Benedetto XVI ha celebrato ieri mattina in San Pietro la festa dei Santi Pietro e Paolo e ha imposto il «pallio», la striscia di lana bianca d’agnello, al nuovo decano del Sacro Collegio, il cardinale Sodano e a 32 arcivescovi metropoliti nominato nell’ultimo anno. Tra questi c’era anche il nuovo arcivescovo di Cracovia, Stanislao Dziwisz, già fedele segretario di Giovanni Paolo II. A metropoliti il Papa ha detto che non bisogna «scivolare in false autonomie» e ha parlato dell’unità e della cattolicità della Chiesa.
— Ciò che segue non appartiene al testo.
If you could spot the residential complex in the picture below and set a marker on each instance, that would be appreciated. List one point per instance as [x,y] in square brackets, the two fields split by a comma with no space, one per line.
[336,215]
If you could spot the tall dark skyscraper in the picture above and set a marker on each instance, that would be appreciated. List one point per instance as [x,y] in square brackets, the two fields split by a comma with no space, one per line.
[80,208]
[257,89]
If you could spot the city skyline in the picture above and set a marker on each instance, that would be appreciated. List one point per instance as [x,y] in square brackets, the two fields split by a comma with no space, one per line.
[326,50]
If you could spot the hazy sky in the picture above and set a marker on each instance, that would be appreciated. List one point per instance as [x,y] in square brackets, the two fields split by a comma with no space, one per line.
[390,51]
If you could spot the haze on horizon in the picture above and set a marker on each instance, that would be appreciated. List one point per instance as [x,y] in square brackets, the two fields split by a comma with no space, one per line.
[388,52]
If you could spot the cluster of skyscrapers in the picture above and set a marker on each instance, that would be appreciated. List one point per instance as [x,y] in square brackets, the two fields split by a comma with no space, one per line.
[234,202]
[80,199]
Alla celebrazione era presente, com’è tradizione, una delegazione del patriarcato ortodosso di Constantinopoli e proprio all’ecumenismo e al primato di Pietro Papa Ratzinger ha dedicato il breve discorso dell’Angelus che è seguito alla Messa durata due ore e mezza.
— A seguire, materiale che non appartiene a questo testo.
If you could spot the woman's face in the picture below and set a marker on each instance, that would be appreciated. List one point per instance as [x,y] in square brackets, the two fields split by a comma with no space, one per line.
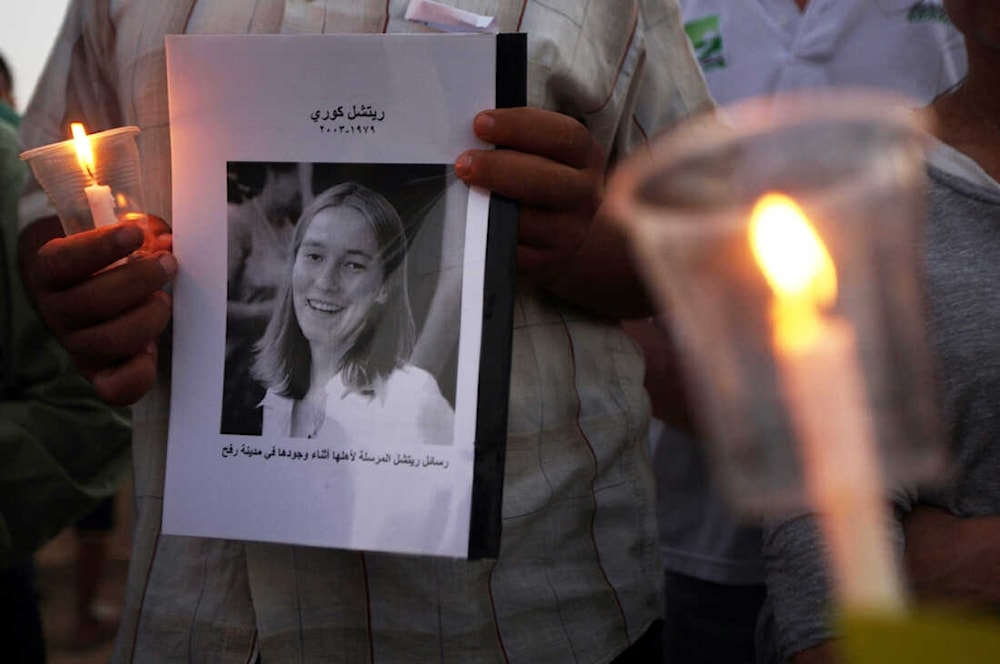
[337,278]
«Cattolicità - ha detto Benedetto XVI nell’omelia - non esprime soltanto una dimensione orizzontale, il raduno di molte persone nell’unità; esprime anche una dimensione verticale: solo rivolgendo lo sguardo a Dio, solo aprendoci a Lui noi possiamo diventare veramente una cosa sola». Il Papa ha quindi spiegato che «cattolicità significa universalità» e ha detto che la cattolicità e unità della Chiesa «vanno insieme». «Con l’unità - ha spiegato ancora Ratzinger - è collegato il servizio petrino, che riunisce visibilmente la Chiesa di tutte le parti e di tutti i tempi, difendendo in tal modo ciascuno di noi dallo scivolare in false autonomie, che troppo facilmente si trasformano in interne particolarizzazioni della Chiesa e possono compromettere così la sua indipendenza interna».
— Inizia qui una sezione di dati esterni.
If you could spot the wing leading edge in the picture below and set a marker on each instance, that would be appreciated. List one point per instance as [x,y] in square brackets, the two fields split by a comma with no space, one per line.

Quando è apparso alla finestra dello studio, scusandosi per il ritardo di qualche minuto dovuto al protrarsi della Messa, Benedetto XVI ha approfondito il tema del primato petrino. «Come non ricordare quest’oggi - ha detto il Papa - che il primato della Chiesa che è in Roma e del suo vescovo è un primato di servizio alla comunione cattolica. A partire poi dal duplice evento del martirio di Pietro e di Paolo, tutte le Chiese incominciarono a guardare a quella di Roma come al punto di riferimento centrale per l’unità dottrinale e pastorale». Ratzinger ha quindi citato il Concilio Vaticano II: «Nella comunione ecclesiastica, vi sono legittimamente le Chiese particolari, con proprie tradizioni, rimanendo però integro il primato della Cattedra di Pietro, la quale presiede alla comunione universale della carità, tutela le varietà legittime, e insieme veglia affinché ciò che è particolare, non solo non nuoccia all’unità, ma piuttosto la serva».
Benedetto XVI ha concluso rivolgendosi a Maria perché «il ministero petrino del Vescovo di Roma non sia visto come pietra d’inciampo ma come sostegno nel cammino sulla via dell’unità».